INCE the first volume of my School Shakespeare made

SIN

its appearance, which was about nine years ago, very considerable advances have been made in the way of furniture and preparation needful or desirable for such a work. This is especially the case with the play here presented in a new dress. And my own long and constant occupation in teaching classes in Shakespeare has, I would fain hope, now brought me a somewhat larger and riper fitness for doing what is requisite in this particular field. Moreover the stereotype plates of this play, as also of some others, have been so much and so often used for the pamphlet sections of the volume, that they have become not a little worn and defaced. These are the principal reasons for setting forth the present edition.

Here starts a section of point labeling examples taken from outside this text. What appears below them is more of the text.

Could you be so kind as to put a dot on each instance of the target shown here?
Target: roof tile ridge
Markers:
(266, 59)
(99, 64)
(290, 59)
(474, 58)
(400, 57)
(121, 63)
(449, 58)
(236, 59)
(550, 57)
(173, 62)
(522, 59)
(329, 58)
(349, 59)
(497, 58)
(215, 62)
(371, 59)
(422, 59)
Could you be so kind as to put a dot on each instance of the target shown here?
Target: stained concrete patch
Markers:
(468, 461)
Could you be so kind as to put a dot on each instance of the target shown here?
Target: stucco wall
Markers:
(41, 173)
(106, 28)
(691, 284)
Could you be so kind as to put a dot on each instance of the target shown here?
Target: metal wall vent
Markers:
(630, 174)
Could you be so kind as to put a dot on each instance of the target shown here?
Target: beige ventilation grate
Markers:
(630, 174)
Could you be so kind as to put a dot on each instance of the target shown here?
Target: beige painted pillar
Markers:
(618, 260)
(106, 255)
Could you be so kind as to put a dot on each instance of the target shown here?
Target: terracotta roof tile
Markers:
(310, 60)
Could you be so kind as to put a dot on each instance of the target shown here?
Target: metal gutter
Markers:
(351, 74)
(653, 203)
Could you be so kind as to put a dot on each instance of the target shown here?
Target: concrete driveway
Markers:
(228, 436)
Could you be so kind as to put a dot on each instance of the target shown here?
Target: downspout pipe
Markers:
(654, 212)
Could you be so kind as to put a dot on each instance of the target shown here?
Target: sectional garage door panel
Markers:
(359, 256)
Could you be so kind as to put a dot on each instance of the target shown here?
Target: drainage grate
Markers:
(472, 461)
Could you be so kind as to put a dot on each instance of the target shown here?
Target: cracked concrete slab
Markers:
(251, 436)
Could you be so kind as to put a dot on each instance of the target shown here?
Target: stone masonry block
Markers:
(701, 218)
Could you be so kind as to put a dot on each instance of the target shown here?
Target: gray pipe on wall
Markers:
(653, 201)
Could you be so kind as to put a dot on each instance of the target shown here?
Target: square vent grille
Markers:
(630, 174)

I still adhere to my old plan of foot-notes, instead of massing the annotation all together at the end of the play. This is because ample experience has assured me, beyond all peradventure, that whatever of explanation young students need of Shakespeare's text and they certainly need a good deal is much better every way when placed directly under the eye, so that they can hardly miss it; and because at least nineteen in twenty of such pupils will pass over an obscure word or phrase without understanding it, rather than stay to look up the explanation in another part of the volume. In this instance, however, I have meant to exclude from the footnotes all matter but what appeared fairly needful or useful

for a proper understanding of the Poet's language and meaning. As will readily be seen from some of the foot-notes, I am indebted to Mr. JOSEPH CROSBY, of Zanesville, O., for most valuable aid towards this part of my task. The matter so used has been communicated to me in a private correspondence with that gentleman, running through several years, and extending over the whole field of Shakespeare, and throwing more light on dark and difficult passages than I have received from any other living commentator on the Poet.

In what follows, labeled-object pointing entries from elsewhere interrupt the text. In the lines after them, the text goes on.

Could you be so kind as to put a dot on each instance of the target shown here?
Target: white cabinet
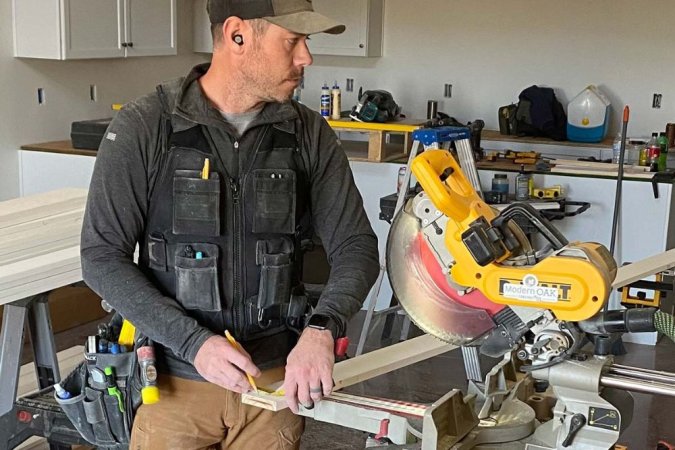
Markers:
(364, 20)
(201, 28)
(79, 29)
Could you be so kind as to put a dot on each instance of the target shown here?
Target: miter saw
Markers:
(469, 276)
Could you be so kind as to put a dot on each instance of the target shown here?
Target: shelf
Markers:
(493, 135)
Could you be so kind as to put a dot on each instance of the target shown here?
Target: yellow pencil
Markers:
(236, 345)
(206, 169)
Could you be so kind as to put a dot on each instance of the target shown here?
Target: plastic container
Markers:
(663, 158)
(325, 101)
(336, 102)
(653, 153)
(616, 150)
(588, 116)
(500, 183)
(523, 185)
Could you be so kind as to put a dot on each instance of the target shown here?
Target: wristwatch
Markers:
(324, 322)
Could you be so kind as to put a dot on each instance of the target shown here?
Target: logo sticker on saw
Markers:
(530, 290)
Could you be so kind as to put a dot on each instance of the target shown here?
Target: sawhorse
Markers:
(39, 414)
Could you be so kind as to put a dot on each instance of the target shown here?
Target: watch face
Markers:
(319, 321)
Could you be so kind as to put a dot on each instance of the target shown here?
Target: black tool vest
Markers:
(227, 246)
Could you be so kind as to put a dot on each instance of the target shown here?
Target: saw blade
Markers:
(418, 282)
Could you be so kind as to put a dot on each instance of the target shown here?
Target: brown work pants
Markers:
(195, 415)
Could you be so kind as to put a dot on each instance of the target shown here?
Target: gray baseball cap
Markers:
(297, 16)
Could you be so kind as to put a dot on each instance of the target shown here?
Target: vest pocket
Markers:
(197, 276)
(274, 201)
(196, 203)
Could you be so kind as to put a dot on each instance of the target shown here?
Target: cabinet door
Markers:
(151, 27)
(363, 19)
(201, 28)
(92, 28)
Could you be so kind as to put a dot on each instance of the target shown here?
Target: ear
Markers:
(235, 33)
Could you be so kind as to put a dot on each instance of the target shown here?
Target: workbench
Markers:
(39, 252)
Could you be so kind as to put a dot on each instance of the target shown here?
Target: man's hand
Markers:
(309, 369)
(220, 363)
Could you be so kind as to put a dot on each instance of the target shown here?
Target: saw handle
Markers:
(542, 224)
(444, 182)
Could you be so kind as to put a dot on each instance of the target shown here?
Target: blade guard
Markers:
(574, 283)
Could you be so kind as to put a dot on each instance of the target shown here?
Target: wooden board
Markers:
(362, 368)
(63, 147)
(494, 135)
(641, 269)
(40, 206)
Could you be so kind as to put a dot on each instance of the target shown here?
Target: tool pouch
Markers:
(277, 305)
(96, 414)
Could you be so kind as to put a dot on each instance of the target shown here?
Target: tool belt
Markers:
(104, 415)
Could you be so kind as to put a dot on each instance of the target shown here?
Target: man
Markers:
(218, 177)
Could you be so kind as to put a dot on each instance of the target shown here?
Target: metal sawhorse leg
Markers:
(19, 419)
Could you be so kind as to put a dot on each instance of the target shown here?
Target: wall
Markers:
(490, 51)
(66, 85)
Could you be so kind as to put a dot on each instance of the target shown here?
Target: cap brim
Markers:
(307, 22)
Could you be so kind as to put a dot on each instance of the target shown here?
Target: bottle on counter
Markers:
(663, 144)
(325, 100)
(653, 153)
(616, 149)
(500, 183)
(336, 102)
(523, 184)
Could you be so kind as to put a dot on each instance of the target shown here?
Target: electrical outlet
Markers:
(656, 101)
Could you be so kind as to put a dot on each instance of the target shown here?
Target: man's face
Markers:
(276, 64)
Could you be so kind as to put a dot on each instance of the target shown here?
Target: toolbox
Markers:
(88, 134)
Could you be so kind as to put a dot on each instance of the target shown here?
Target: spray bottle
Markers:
(336, 102)
(325, 100)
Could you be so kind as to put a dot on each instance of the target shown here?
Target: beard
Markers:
(266, 84)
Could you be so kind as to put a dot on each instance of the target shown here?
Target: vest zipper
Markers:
(234, 186)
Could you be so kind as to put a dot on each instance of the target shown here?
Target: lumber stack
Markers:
(40, 243)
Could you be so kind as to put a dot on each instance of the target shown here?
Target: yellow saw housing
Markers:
(573, 282)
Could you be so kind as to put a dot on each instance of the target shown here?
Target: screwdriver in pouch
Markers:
(112, 388)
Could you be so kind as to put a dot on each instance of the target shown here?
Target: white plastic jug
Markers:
(588, 116)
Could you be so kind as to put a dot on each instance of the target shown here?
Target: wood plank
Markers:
(636, 271)
(362, 368)
(494, 135)
(40, 286)
(35, 207)
(34, 267)
(37, 237)
(63, 147)
(388, 359)
(53, 220)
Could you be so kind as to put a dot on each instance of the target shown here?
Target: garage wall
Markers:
(491, 50)
(66, 85)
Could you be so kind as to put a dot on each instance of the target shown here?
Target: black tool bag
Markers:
(538, 113)
(93, 411)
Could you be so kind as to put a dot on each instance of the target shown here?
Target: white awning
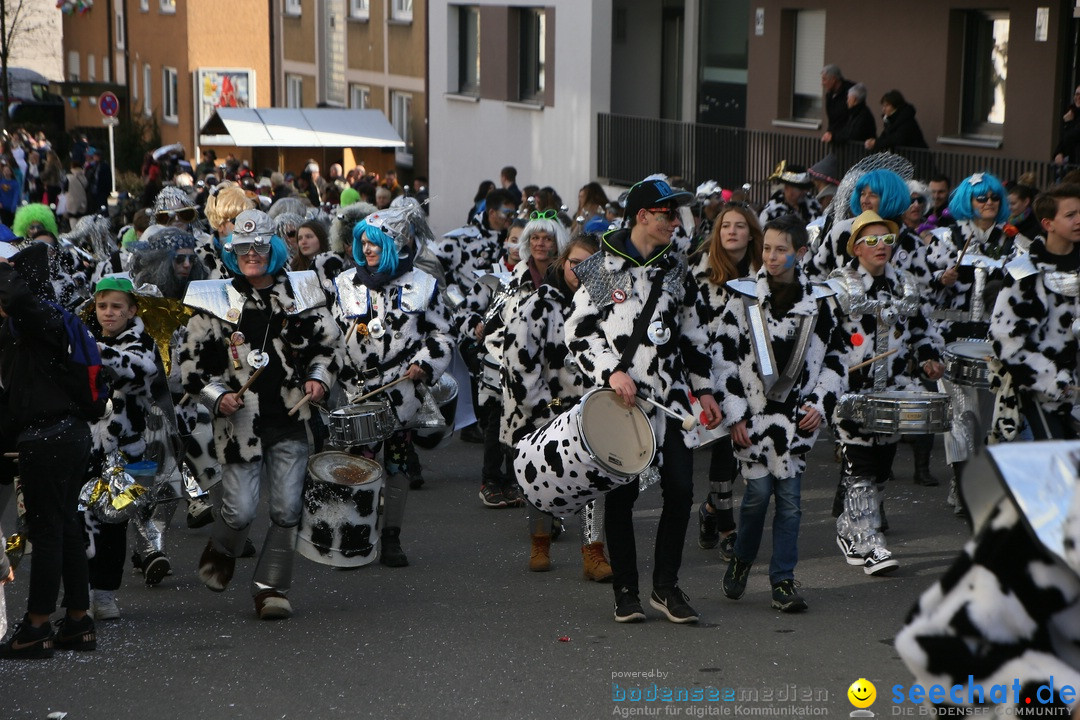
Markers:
(302, 127)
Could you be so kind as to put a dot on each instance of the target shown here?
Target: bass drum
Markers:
(339, 518)
(584, 452)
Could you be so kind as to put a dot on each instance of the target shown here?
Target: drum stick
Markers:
(688, 421)
(379, 390)
(873, 360)
(243, 389)
(299, 405)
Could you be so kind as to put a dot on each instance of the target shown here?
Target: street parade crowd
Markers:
(308, 335)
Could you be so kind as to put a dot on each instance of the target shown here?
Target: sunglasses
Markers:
(184, 215)
(872, 241)
(242, 248)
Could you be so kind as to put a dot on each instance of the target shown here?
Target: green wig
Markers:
(34, 213)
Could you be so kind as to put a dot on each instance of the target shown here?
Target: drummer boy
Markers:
(1034, 326)
(879, 308)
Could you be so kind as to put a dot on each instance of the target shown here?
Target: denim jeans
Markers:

Another advantage of the method of foot-notes is, that it operates as a wholesome restraint against overdoing the work of annotation. And surely, if we may judge from what has been done, it is so much easier to multiply superfluous notes than to keep within the bounds of what is fairly needful in this kind, that some such restraint seems eminently desirable. Shakespeare, it scarce need be said, has suffered a great deal from this sort of exegetical incontinence. And perhaps the tendency is stronger now then ever before to smother his workmanship beneath a mass of needless and even obstructive annotation. An inordinate fecundity of explanation is quite too much the order of the day. There have been divers instances, of late, where we find the gloss, I cannot say out-weighing, but certainly far out-bulking, the text. Surely it is better to leave students a little unhelped than thus to encumber them with superfluous help. These burdens of unnecessary comment are really a "weariness of the flesh "; and even hungry minds may well be repelled from a feast so overlaid with quenchers of the appetite. Nor have the Poet's editors yet got their minds untied from the old vice of leaving many of his darkest things unexplained, and of explaining a multitude of things that were better left to

take care of themselves. For pupils ought not to be put to studying Shakespeare at all, until they have grown to such a measure of intelligence, that they may be safely presumed to know several things without being told.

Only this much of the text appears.